The air was fine. If I woke up alive tomorrow, I prayed that would be enough for this irrational fear to be done.

The chair lurched and came to an abrupt stop. What had I run into? D’alton jerked, clutching his ribs. When I dragged my gaze away from him to see what I’d hit, I wished I hadn’t.

Frozen in place, we took in every awful inch of the devastation before us. Bodies, seven months decomposed, blocked the corridor to the med bay. Ranks, names and positions—identifiable from the badges on their crisp black, yellow and blue uniforms, not their eyeless faces—blurred before my eyes.

I snapped my head back to watch D’alton’s brown skin turn ashen. His shoulders stiffened like an iron bar, and I strained to hear the words he uttered no louder than a breath. “What happened here?”

My knuckles turned white as I gripped the transport chair’s handles. “There was an accident.” Goddamn it, I should’ve known better. The med bay would’ve been the first place people ran to when they couldn’t breathe.

The sickly sweet scent of corpses saturated the air. Stomach acid roiled in my gut, and I spun the transport chair back toward the hovertube before my breakfast ended up on the floor. In the mirrored corridor walls, a glimpse of D’alton’s tear-streaked face filled my line of sight.

“I’m getting us out of here.” I hustled us away like we were trespassers caught robbing a grave, though we’d stolen nothing but the silence. “There’s gotta be supplies somewhere else.”

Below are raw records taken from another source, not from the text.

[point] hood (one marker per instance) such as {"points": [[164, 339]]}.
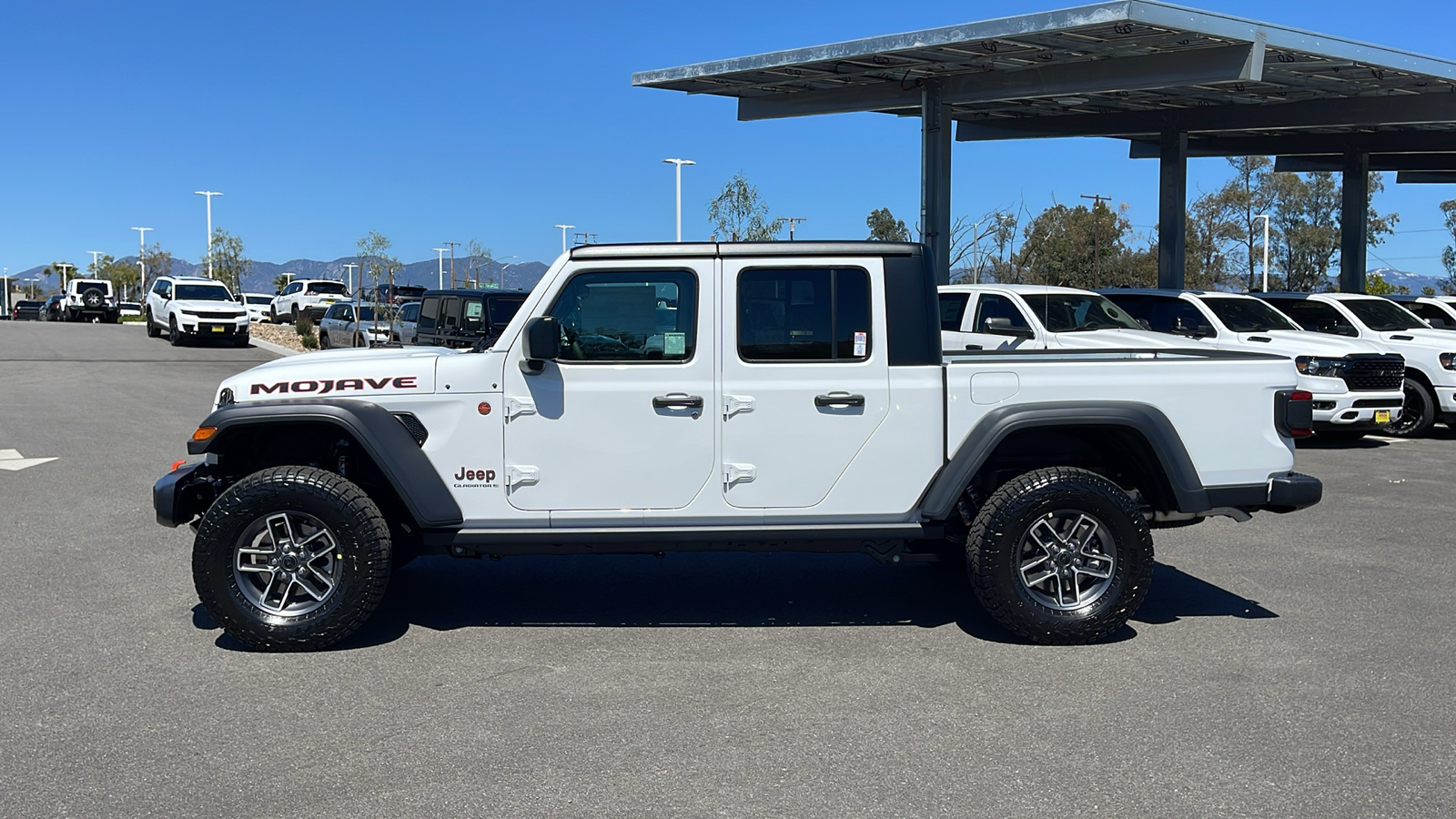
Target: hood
{"points": [[1295, 343], [208, 307], [1434, 339], [1123, 339], [341, 373]]}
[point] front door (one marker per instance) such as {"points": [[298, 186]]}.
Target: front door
{"points": [[804, 376], [625, 419]]}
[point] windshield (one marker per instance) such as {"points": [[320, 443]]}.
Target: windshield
{"points": [[1249, 315], [1380, 315], [203, 293], [1075, 312]]}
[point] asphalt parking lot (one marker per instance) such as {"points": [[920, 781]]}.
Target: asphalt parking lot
{"points": [[1290, 666]]}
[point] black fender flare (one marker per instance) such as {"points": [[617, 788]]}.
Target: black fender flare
{"points": [[386, 440], [983, 439]]}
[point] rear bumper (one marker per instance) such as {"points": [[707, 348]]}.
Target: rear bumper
{"points": [[1281, 493]]}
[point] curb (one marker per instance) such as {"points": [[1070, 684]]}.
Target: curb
{"points": [[271, 347]]}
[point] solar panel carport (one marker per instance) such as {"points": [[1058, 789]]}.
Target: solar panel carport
{"points": [[1174, 82]]}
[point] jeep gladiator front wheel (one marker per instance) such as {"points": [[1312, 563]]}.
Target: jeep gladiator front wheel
{"points": [[1060, 555], [291, 559]]}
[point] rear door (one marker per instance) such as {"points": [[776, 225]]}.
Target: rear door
{"points": [[804, 376]]}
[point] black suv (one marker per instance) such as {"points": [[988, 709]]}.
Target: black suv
{"points": [[463, 318]]}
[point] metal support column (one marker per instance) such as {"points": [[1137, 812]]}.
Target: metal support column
{"points": [[935, 177], [1172, 207], [1354, 203]]}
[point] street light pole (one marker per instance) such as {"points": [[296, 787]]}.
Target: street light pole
{"points": [[441, 251], [679, 164], [1266, 217], [564, 228], [208, 194], [142, 256]]}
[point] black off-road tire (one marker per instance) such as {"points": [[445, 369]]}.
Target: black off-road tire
{"points": [[994, 554], [360, 533], [1419, 416]]}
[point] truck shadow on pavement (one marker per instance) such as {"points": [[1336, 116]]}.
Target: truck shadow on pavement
{"points": [[720, 591]]}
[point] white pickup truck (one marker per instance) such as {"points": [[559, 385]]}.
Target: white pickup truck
{"points": [[727, 397], [1431, 354], [1358, 387], [1034, 317]]}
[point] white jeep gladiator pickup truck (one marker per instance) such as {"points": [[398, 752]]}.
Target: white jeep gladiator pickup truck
{"points": [[1358, 387], [727, 397], [1034, 317]]}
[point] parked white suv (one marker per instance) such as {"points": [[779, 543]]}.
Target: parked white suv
{"points": [[346, 325], [1431, 354], [1030, 317], [191, 307], [1358, 387], [89, 299], [308, 298]]}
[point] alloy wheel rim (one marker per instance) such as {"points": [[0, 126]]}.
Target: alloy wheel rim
{"points": [[1067, 560], [288, 562]]}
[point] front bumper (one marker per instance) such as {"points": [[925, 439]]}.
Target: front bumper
{"points": [[182, 494]]}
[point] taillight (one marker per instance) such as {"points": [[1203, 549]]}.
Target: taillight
{"points": [[1295, 413]]}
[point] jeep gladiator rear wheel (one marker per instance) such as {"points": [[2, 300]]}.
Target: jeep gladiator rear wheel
{"points": [[1060, 555], [291, 559]]}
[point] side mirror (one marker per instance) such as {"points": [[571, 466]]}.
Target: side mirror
{"points": [[542, 343], [1001, 325]]}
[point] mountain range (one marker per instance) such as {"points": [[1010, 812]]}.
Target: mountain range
{"points": [[426, 273]]}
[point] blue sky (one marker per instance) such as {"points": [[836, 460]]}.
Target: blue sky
{"points": [[449, 121]]}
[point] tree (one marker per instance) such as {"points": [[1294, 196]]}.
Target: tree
{"points": [[740, 215], [1449, 254], [1378, 286], [229, 264], [885, 228]]}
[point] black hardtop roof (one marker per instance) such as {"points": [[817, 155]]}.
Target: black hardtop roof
{"points": [[747, 249], [473, 292]]}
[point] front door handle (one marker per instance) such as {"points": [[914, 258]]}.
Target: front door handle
{"points": [[677, 401]]}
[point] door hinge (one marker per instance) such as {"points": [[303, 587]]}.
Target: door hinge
{"points": [[734, 404], [521, 475], [517, 407], [739, 474]]}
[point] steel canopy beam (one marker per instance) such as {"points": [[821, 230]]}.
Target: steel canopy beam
{"points": [[1378, 162], [1383, 142], [1201, 66], [1349, 113], [1426, 178]]}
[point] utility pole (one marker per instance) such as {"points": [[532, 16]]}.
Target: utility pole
{"points": [[142, 257], [1266, 217], [441, 251], [1097, 238], [451, 261], [208, 194], [681, 164], [564, 228]]}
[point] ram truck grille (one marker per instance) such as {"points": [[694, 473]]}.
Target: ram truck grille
{"points": [[1370, 373]]}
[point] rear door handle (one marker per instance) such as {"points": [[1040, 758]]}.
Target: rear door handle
{"points": [[839, 399], [677, 401]]}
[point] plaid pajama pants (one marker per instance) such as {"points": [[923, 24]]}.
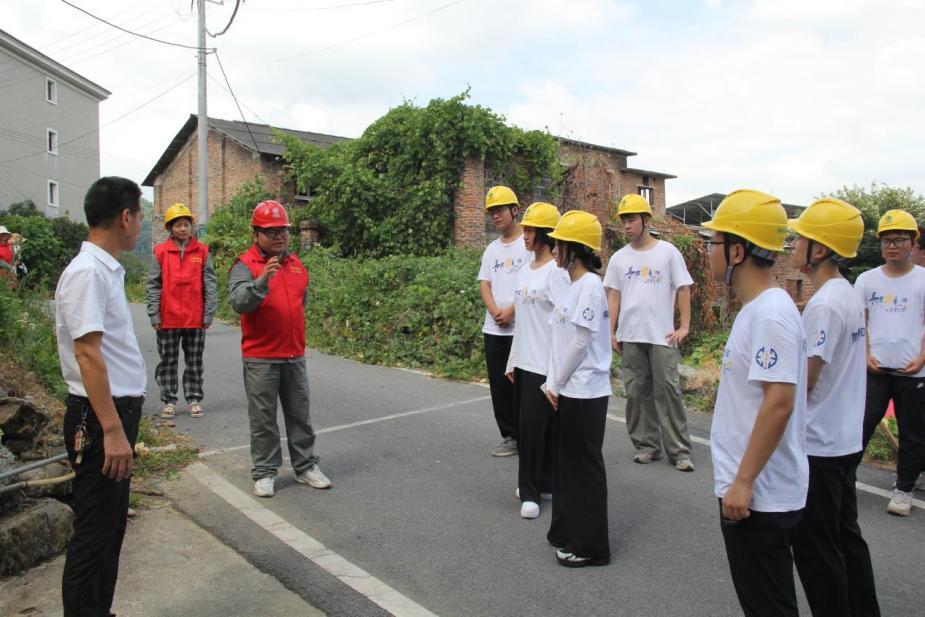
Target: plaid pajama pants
{"points": [[193, 341]]}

Safely locked inside the hovertube, D’alton shifted in his seat and ran his purple tongue over his sharp fangs. “Are there any Boola here?”

It wasn’t what I’d thought he’d ask. I remembered their sharp-toothed grins. Eighty Boola had occupied the research station, their laughter the loudest among the two-hundred and five staff. “Not anymore.”

He flinched. “Is there blood stored on-site?”

What an odd question. “Possibly in the med bay. But we’re not getting in there anytime soon.”

“Damn this hellfire mission.” D’alton dropped his face into his hands, only to snap it up once more, clutching his ribs with a long groan. “Don’t suppose there’s a doctor about to magically appear?”

I smiled at him, though his jet-black lips were pressed together in a grimace. “Not unless you can conjure one.”

“What about coms? I need to let my brother know I’m all right.”

I hated being the bearer of bad news. “The Fires That Cleanse melted the satellite.”

He slumped farther into his chair, and I followed the swell of his Adam’s apple as it bobbed up and down his long, smooth throat twice.

The hovertube came to a stop, and the doors to level thirty-one opened. “Home sweet home. Welcome to paradise.” My sarcasm was about as pleasing as the rank scent flooding my nose. It must have been ten times worse for him with his heightened Boola senses.

“Sola have mercy. What is that horrid odor?”

“That’s the aroma of life. Rotting plants.” I chuckled. The biodomes produced so much food that most of it ended up in an enormous compost pile. “Now let me see what I can do to get you fixed up.”